日本や韓国、中国などの東アジア諸国では、桃は重要な果実文化を持つ作物であり、特に品質の高いものが求められます。一方、アメリカやヨーロッパでも安定した生産基盤を持つ国が多いため、アルゼンチン産の桃が国際市場において競争力を維持するには、農業モダン化と共に輸出市場のニッチを見極めることが重要です。

アルゼンチンの桃・ネクタリン産業にとっての課題は、気候変動への対応策に加え、効率性の向上と国内及び国際市場での需要目標を明確に設定することです。具体的対策としては、灌漑技術の導入、気候リスクを低減するための農業保険プログラムの推進、農家への長期的な投資支援を挙げることができます。また、品質向上を目指した生産技術の学習や新たな品種育成の支援も重要です。

さらに、地政学的な観点からは、アルゼンチン国内の穀物生産が食料安全保障と輸出収益の観点で優先される中、果物の生産振興が後手に回るリスクがあります。これに対応するためには、国際機関と協調し、特定の品目について持続可能な農業政策を広げていくことが鍵となります。

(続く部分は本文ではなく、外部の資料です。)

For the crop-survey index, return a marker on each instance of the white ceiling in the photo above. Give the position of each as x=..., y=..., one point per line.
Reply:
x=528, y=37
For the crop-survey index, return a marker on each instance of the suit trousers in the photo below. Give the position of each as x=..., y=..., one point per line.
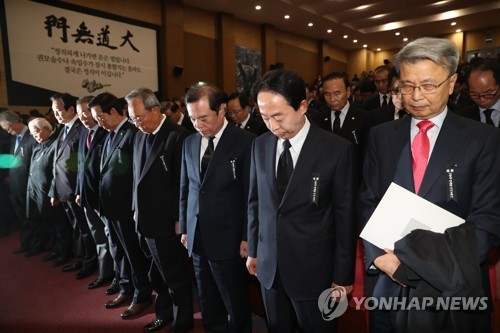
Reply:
x=223, y=290
x=171, y=261
x=99, y=232
x=283, y=313
x=123, y=271
x=124, y=229
x=84, y=243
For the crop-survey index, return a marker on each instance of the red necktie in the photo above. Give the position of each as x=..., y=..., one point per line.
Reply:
x=420, y=152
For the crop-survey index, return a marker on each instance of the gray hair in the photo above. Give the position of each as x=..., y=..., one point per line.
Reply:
x=39, y=123
x=441, y=51
x=147, y=96
x=10, y=117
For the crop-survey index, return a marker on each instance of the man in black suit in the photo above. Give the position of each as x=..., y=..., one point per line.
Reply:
x=484, y=87
x=115, y=206
x=382, y=97
x=21, y=149
x=238, y=111
x=213, y=201
x=63, y=187
x=393, y=111
x=341, y=117
x=40, y=213
x=87, y=189
x=435, y=154
x=157, y=164
x=175, y=113
x=301, y=226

結論として、アルゼンチンの桃・ネクタリンの生産は、これまで安定しない状況が続いていますが、国内外の需要に対応しつつ生産量・品質の両方を向上させるポテンシャルを秘めています。今後は政府と農家、さらには国際機関が協力し、気候適応型の生産技術、資源保全、輸出市場向けの戦略を押し進めることが必要です。この分野の持続可能な発展が、アルゼンチン農業全体の多様性強化にもつながるでしょう。